Saturday, August 20, 2011

Moving Pieces

1.
Young man floats on a raft, face expectant, brown eyes open, scanning the rock walls surrounding the deep watering hole. He drifts, silent, chest rising a falling in steady breathing. Water laps over the sides of the raft in the rhythmic movement of current. Some yards in the distance, the water falls from this higher pool to another one way below. His raft floats in that direction.

2.
From the images sent back from deep space, viewers could see an astronaut space-walking, tethered to a cord, drifting farther from the craft that had its hatch open like a hand that had just waved him off. Because of the angle from which the images came, the next part could not be verified: That the astronaut appears to have reached across his spacesuit to where he had clasped his tethering line and released that clasp.

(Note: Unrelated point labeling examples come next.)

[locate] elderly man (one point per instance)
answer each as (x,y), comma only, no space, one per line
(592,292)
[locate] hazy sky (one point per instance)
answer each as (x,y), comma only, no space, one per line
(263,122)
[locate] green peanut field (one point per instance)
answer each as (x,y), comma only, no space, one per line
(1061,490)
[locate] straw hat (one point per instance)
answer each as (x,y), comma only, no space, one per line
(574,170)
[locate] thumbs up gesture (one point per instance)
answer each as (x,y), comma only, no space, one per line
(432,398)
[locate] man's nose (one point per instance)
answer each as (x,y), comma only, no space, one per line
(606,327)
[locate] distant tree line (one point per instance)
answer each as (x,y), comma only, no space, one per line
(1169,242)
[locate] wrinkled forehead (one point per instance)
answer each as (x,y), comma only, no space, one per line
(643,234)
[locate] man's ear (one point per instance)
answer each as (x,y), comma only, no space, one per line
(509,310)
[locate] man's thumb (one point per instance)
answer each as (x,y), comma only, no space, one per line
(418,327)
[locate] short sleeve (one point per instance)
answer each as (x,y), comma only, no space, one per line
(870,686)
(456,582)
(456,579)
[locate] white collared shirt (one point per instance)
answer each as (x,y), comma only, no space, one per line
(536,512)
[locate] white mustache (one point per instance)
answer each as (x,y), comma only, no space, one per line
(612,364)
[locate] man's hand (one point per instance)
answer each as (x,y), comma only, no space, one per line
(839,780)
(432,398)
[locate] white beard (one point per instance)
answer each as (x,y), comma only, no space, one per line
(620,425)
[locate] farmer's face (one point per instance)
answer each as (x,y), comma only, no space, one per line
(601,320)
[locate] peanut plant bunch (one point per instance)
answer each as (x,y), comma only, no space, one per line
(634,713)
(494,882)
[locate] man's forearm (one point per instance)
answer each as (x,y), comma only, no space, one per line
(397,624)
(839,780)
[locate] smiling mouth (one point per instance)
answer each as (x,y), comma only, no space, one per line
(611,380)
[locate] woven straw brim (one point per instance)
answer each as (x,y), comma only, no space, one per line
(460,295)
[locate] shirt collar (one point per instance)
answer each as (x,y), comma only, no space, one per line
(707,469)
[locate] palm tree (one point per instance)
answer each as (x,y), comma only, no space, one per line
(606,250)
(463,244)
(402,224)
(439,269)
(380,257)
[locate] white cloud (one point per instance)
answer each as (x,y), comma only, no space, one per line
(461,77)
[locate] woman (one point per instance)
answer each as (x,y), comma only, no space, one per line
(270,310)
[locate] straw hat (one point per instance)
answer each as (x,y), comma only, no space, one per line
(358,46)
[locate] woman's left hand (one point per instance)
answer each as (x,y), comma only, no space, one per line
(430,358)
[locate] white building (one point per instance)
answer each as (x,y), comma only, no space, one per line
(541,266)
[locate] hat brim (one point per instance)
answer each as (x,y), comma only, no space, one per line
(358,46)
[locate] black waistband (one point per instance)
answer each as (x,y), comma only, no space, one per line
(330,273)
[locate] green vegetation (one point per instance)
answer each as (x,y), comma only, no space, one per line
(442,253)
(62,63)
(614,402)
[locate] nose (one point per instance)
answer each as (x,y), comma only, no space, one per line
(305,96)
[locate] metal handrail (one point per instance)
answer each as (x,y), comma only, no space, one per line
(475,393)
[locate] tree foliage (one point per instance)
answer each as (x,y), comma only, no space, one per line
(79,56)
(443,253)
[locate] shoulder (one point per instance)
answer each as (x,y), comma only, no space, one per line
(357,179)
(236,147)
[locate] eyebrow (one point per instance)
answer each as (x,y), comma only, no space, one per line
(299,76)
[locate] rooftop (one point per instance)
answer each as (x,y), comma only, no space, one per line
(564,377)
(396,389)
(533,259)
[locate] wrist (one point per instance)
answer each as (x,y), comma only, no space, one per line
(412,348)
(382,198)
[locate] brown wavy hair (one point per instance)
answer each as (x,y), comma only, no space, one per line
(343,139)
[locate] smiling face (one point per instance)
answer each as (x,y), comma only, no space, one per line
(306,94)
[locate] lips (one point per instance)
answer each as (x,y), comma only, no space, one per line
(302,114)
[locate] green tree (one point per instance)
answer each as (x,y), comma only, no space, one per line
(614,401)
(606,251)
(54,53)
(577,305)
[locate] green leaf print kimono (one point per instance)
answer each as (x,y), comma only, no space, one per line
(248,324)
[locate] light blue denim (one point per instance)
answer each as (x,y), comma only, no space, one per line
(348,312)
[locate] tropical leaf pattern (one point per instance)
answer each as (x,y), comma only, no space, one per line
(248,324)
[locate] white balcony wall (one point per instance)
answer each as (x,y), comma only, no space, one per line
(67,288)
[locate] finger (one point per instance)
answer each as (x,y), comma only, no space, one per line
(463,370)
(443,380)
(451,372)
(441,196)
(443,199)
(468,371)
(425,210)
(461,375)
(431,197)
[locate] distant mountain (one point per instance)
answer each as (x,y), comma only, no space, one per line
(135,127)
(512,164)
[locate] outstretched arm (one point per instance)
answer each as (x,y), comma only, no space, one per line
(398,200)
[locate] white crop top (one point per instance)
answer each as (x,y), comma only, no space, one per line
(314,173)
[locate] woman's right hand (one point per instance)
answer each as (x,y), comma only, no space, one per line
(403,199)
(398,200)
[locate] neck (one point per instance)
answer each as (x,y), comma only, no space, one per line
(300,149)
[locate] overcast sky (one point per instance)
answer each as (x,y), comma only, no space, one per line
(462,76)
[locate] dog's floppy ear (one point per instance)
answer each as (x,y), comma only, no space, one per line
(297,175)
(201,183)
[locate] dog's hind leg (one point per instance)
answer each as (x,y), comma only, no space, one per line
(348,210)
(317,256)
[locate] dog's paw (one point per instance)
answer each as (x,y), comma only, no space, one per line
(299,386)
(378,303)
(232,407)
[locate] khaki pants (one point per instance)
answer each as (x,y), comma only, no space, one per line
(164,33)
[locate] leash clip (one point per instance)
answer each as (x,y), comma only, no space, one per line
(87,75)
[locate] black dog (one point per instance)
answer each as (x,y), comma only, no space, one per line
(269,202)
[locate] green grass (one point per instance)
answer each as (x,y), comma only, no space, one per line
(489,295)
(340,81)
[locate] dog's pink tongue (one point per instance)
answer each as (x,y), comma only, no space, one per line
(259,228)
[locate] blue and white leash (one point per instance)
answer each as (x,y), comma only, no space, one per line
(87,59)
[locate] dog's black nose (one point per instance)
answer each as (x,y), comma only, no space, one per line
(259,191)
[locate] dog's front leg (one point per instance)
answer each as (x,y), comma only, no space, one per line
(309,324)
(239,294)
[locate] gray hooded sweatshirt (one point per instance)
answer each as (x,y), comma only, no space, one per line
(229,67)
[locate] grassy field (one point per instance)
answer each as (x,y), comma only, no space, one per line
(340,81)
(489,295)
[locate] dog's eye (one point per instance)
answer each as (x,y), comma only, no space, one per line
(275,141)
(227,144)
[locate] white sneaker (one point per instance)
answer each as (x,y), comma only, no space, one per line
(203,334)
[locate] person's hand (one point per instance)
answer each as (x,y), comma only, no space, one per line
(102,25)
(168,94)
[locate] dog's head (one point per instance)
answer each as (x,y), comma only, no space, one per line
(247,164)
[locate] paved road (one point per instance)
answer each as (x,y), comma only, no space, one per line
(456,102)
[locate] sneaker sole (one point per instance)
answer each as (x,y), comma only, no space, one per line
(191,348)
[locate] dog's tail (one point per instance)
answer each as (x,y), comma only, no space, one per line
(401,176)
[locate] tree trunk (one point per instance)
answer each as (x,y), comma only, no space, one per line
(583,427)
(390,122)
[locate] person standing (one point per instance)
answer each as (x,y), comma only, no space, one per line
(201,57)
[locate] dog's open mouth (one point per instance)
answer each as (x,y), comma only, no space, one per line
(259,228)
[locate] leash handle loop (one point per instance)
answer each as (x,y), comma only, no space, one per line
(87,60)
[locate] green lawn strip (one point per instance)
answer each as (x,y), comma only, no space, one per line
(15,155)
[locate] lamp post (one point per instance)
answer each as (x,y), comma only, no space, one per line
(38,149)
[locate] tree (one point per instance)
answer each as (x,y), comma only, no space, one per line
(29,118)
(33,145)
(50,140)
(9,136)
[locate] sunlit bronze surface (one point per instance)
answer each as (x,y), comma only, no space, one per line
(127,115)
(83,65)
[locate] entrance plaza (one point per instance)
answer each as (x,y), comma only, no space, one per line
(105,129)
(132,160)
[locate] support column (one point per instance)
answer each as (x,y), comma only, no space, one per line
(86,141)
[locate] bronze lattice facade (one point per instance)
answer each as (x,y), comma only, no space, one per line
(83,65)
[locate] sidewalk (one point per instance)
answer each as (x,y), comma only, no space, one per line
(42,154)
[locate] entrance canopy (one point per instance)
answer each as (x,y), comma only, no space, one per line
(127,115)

What could be seen was a man drifting away from the capsule and then falling from view.

3.
A smaller gentleman, wisps of white hair and dressed in tweed, sat at the back of the empty church. He came there each morning, one of several who still sat among the pews, to watch the sunlight pour through stained glass and descend along the north wall as the sun rose from the southeast. Many people once came to this church to begin their days in this silent ritual. He sat alone today, looking up. Waiting for someone else to come.

4.
Young girl with tiny hands wrote stories and drew sketches of roads that wound among hills. She kept these stories in sketch book after sketch book, making up tales about where her roads went and what happened to travelers along the way. She wrote throughout year after year and kept every book. In late November, a man came to clear away her apartment for a new renter. He found her books in neat rows on four shelves, most full from beginning to end, but two that she had not touched, opened to blank pages that looked out into the room, as if expecting.

5.
From surviving settlers accounts, thugs and entrepreneurs were known to have made their brazen push, foul, eager, hopeful, crazed. Toward the west. We know that more than a thousand smaller brown people lived in the now ruined village that still exists as a low hill on the edge of flat plains. Could you close your eyes and let yourself hear language that could explain these pieces of clay, decode the pictographs on rocks some miles away? Could you see an old woman, the last, humming in a wordless tune as she throws her bundle over her shoulder and begins a long walk to a village farther on?

That’s when the silence came and the movement stopped.